24/7 Wall St. was curious to see just how much Groupon might actually fetch from an acquirer. Unfortunately, some shareholders might be disappointed by the price. The report from Recode over the weekend noted that executives and representatives have recently stepped up efforts to lure in possible buyers. At this point, it’s not entirely clear if they have any buyers even remotely interested in acquiring the company.
After Groupon shares closed at $4.36 on Friday, the stock was up 7.8% to $4.70 with about 90 minutes to the market’s closing bell on Monday. Excluding Monday’s move, Groupon shares were down about 15% in 2018 but up about 18% over a year ago. Still, the more than 50 million shares traded late in the day is already over seven times normal trading volume.
The current consensus analyst target price from Thomson Reuters has been more or less flat at $5.61 for the past month. That target price was $5.46 as of 60 days ago and $5.31 some 90 days ago. While that is a climbing consensus target price, something that many investors want to see, it is not really an aggressive move against expectations.
It was just a quarter earlier that analysts on Wall Street were really pointing to Groupon as “dead money” for investors.
Back on May 10, UBS raised Groupon to Neutral from Sell after a stronger than expected earnings report.
Also in May, Cowen reiterated its Market Perform rating and $5.75 price target. The company noted that management comments suggested that their North American business should benefit from an improving G+ impact and better inventory. The company also indicated that Europe remains in the early stages of a long-term product evolution.
And Jefferies also issued a report in May, after earnings, noting the good earnings print but cautioning that Groupon’s story remains unchanged. The firm had a Hold rating but raised its target to $5.50 from $5.00.
Gabelli, a firm that specializes in hunting for value and special situations for mergers and the like, reiterated in May that Groupon was a best idea pick. The firm had a Buy rating and its so-called private market value was up at $9.00. The firm did not tout a buyout as the main reason, but it noted that Groupon is well-positioned to lead in the local niche as the online-to-offline transition accelerates. The firm said then that it expects the strategic importance of this space to increase over the next several years, with free cash flow accelerating from $200 million in 2018 to $345 million by 2022.

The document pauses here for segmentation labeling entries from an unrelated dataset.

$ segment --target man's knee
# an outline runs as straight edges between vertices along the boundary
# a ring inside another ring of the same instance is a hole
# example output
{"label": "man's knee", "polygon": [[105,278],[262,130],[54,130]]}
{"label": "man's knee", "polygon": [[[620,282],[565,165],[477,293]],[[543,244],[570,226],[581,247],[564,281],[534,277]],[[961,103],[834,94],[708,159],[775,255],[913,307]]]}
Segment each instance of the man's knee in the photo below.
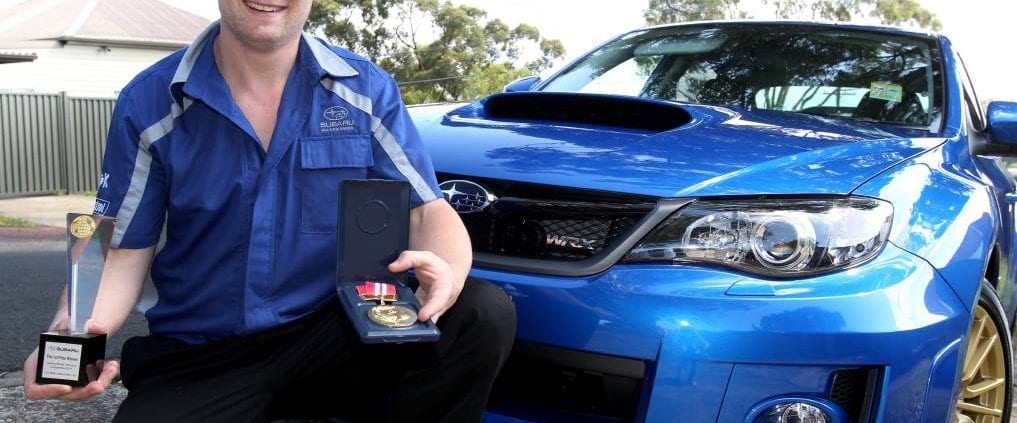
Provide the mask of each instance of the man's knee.
{"label": "man's knee", "polygon": [[456,306],[462,307],[459,313],[469,316],[469,327],[463,330],[479,338],[479,345],[500,350],[503,360],[516,338],[516,306],[508,295],[494,284],[470,279]]}

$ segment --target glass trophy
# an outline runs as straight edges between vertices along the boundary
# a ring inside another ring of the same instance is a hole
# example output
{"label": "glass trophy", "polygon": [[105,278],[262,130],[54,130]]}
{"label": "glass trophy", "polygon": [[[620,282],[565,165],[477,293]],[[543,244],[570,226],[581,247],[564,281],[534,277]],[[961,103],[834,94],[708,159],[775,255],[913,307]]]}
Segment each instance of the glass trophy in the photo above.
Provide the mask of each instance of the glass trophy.
{"label": "glass trophy", "polygon": [[69,324],[66,329],[40,336],[37,383],[84,386],[88,384],[87,366],[106,356],[106,335],[88,334],[85,323],[99,295],[115,226],[112,218],[67,214]]}

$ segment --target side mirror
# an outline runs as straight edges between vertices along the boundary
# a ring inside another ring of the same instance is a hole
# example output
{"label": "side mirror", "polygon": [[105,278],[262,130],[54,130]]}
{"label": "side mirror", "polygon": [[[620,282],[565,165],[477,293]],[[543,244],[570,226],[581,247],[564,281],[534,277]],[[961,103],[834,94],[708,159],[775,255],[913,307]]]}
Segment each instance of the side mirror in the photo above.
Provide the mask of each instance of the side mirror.
{"label": "side mirror", "polygon": [[985,119],[985,132],[991,142],[1017,145],[1017,103],[990,103]]}
{"label": "side mirror", "polygon": [[540,76],[526,76],[508,82],[505,85],[505,93],[528,92],[540,82]]}

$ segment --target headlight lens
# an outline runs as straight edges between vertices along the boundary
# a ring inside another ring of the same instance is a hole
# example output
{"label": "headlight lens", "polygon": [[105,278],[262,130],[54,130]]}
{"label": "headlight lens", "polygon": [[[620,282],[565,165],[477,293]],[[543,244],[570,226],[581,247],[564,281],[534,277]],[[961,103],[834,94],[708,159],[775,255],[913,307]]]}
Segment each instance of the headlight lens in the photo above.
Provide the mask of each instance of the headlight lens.
{"label": "headlight lens", "polygon": [[885,201],[864,198],[698,201],[661,223],[626,262],[721,264],[789,277],[856,265],[890,233]]}

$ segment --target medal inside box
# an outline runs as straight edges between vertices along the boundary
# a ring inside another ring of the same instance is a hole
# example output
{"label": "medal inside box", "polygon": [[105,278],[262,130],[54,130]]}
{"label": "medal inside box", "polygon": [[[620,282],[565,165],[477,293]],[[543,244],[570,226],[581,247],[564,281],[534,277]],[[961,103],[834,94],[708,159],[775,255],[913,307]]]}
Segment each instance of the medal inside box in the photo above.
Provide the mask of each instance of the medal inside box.
{"label": "medal inside box", "polygon": [[[440,335],[430,320],[417,319],[420,304],[406,274],[387,267],[408,248],[409,198],[405,181],[347,180],[340,188],[336,289],[365,344],[435,342]],[[358,291],[364,284],[383,289]]]}
{"label": "medal inside box", "polygon": [[[339,296],[343,301],[343,308],[357,329],[361,342],[381,344],[437,341],[439,331],[434,323],[430,320],[420,321],[417,319],[420,306],[417,304],[413,291],[405,285],[393,282],[392,286],[395,287],[399,299],[392,302],[385,301],[384,305],[376,300],[363,299],[357,291],[357,286],[360,284],[356,282],[340,285]],[[378,310],[384,311],[379,313]],[[412,317],[409,317],[412,318],[412,321],[406,324],[405,322],[409,320],[408,316],[398,310],[407,310],[407,312],[412,313]],[[380,314],[382,321],[377,321],[378,318],[372,318],[372,314],[373,317],[378,317]],[[385,320],[385,316],[392,316],[392,318]]]}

As far as the consensus estimate is concerned, Groupon is expected to have earnings per share of $0.24 in 2018—rising to $0.27 in 2019 and $0.32 in 2020. That’s a current valuation after the pop of about 19.5 times this year’s expected earnings, followed by valuations of 17.4 times next year’s earnings and almost 15.0 times expected 2020 earnings. Those are not expensive ratios, but the dead money status from many analysts and from the trading history of the past two years sure seems to point to a lack of enthusiasm that Groupon is ready to keep surprising to the upside over and over. That still remains to be seen.
At $4.70, Groupon shares have a 52-week trading range of $3.60 to $5.99, and its market cap is $2.67 billion. At the end of March, its cash and investments level was $855 million, but the total current assets of $896.7 million compared against $857.9 million in total current liabilities.
It’s hard to see Groupon fetching any mega-premium here, considering that the stock has been somewhat in the “dead money” category for about two years. It also no longer matters that Groupon’s IPO price of $20 from 2011 was once the going price.